ECIU Report: 41 extreme event studies in 2 years show climate change link

A new report by the Energy and Climate Intelligence Unit (ECIU) presents the findings of their analysis of all research papers published since the Paris summit two years ago on the attribution of specific events to climate change. Of 59 papers, the report says, 41 conclude that climate change has increased the risks of a given type of extreme weather event.

The events analysed in these studies include extreme heat, drought, flooding and wildfire outbreaks, and concern every continent except Antarctica, spanning 32 individual events for which the risks have increased due to climate change, with other studies focusing on the long-term trend for increasing risks.

Some detect an increase in frequency, others an increase in intensity or duration, and/or link a particular impact to climate change. Only four papers concluded that climate change has decreased the risk of particular extreme events. The proportional increase in risk generated by climate change across the various events ranges from single-digit percentages to 330-fold.

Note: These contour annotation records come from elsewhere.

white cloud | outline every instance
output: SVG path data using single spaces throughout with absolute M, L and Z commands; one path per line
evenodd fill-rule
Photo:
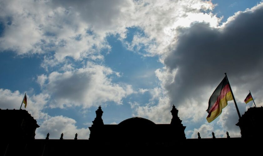
M 112 83 L 108 76 L 115 74 L 110 68 L 89 63 L 83 68 L 51 73 L 44 91 L 54 99 L 52 108 L 89 108 L 108 101 L 121 104 L 122 99 L 133 91 L 131 85 Z
M 44 139 L 48 133 L 50 139 L 59 139 L 61 133 L 65 139 L 73 139 L 76 133 L 78 134 L 78 139 L 87 139 L 89 137 L 90 130 L 88 128 L 78 129 L 75 125 L 75 120 L 62 116 L 51 117 L 45 120 L 37 129 L 36 139 Z
M 47 77 L 46 75 L 44 75 L 44 74 L 42 74 L 38 76 L 37 79 L 37 82 L 40 85 L 40 86 L 42 87 L 45 83 L 45 82 L 47 79 Z
M 177 27 L 193 21 L 216 26 L 219 19 L 201 12 L 214 7 L 200 0 L 2 1 L 0 18 L 5 28 L 0 46 L 19 54 L 44 53 L 51 65 L 67 56 L 101 59 L 100 51 L 111 49 L 107 36 L 118 34 L 124 38 L 126 28 L 136 27 L 147 37 L 135 36 L 131 45 L 127 43 L 130 47 L 143 45 L 146 55 L 163 54 Z

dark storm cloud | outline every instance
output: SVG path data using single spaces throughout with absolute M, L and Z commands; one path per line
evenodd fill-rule
M 178 70 L 174 81 L 165 86 L 173 103 L 179 103 L 178 99 L 188 96 L 198 100 L 206 92 L 204 87 L 216 87 L 225 72 L 232 88 L 245 88 L 250 83 L 250 89 L 261 91 L 262 17 L 260 4 L 237 13 L 220 29 L 196 23 L 179 30 L 176 45 L 171 45 L 172 50 L 164 61 L 169 69 Z

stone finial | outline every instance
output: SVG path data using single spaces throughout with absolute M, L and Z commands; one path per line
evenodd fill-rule
M 227 131 L 226 131 L 226 137 L 228 138 L 230 138 L 230 136 L 229 136 L 229 133 L 228 133 L 228 132 Z
M 212 136 L 213 136 L 213 139 L 215 139 L 215 137 L 214 136 L 214 132 L 212 132 Z
M 178 110 L 175 108 L 175 106 L 173 105 L 173 108 L 171 111 L 172 113 L 172 115 L 173 115 L 173 118 L 171 121 L 171 124 L 180 124 L 182 123 L 182 120 L 180 120 L 179 117 L 178 117 Z
M 101 125 L 104 124 L 103 120 L 101 118 L 102 116 L 102 114 L 103 111 L 101 110 L 101 107 L 100 105 L 99 108 L 95 112 L 96 112 L 96 118 L 95 118 L 94 120 L 92 121 L 93 125 Z
M 61 135 L 60 135 L 60 138 L 59 138 L 59 140 L 63 140 L 63 133 L 61 134 Z
M 201 137 L 200 136 L 200 134 L 199 133 L 199 132 L 198 132 L 197 133 L 197 135 L 198 136 L 198 139 L 201 139 Z
M 46 137 L 46 140 L 48 140 L 49 139 L 49 133 L 48 133 L 47 134 L 47 137 Z
M 75 134 L 75 138 L 74 138 L 74 140 L 77 140 L 78 139 L 78 134 L 76 133 Z

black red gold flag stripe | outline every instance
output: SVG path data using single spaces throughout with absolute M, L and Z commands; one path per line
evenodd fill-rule
M 25 104 L 25 108 L 27 106 L 27 95 L 25 95 L 25 97 L 24 98 L 24 100 L 23 100 L 23 103 Z
M 248 103 L 249 101 L 252 100 L 253 100 L 253 98 L 252 97 L 252 95 L 251 95 L 251 93 L 250 93 L 250 92 L 249 94 L 247 96 L 247 97 L 245 99 L 245 100 L 244 101 L 245 101 L 245 103 L 246 104 L 247 104 Z
M 219 116 L 222 109 L 227 105 L 227 101 L 233 100 L 230 86 L 225 76 L 209 99 L 208 108 L 206 110 L 208 113 L 206 117 L 207 121 L 211 122 Z

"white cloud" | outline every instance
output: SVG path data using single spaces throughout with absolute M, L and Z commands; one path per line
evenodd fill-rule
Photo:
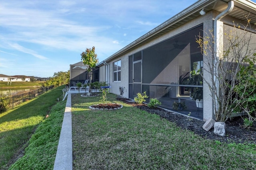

Commenting on this report, Dr Friederike Otto, deputy director of the Environmental Change Institute and lead scientist for World Weather Attribution and Transition Into The Anthropocene (TITAN), said, “We’re now finding that for many kinds of extreme weather event, especially heatwaves and extreme rainfall, we can be quite confident about the effect of climate change,” she said.

“Whether policymakers are looking at local issues such as flood protection or involved in the global climate change negotiations, the more information they have about climate change impacts now and in the future, the better decisions they’re able to make. This ECIU report shows just how quickly knowledge is accumulating, and I think it’s only going to accelerate.”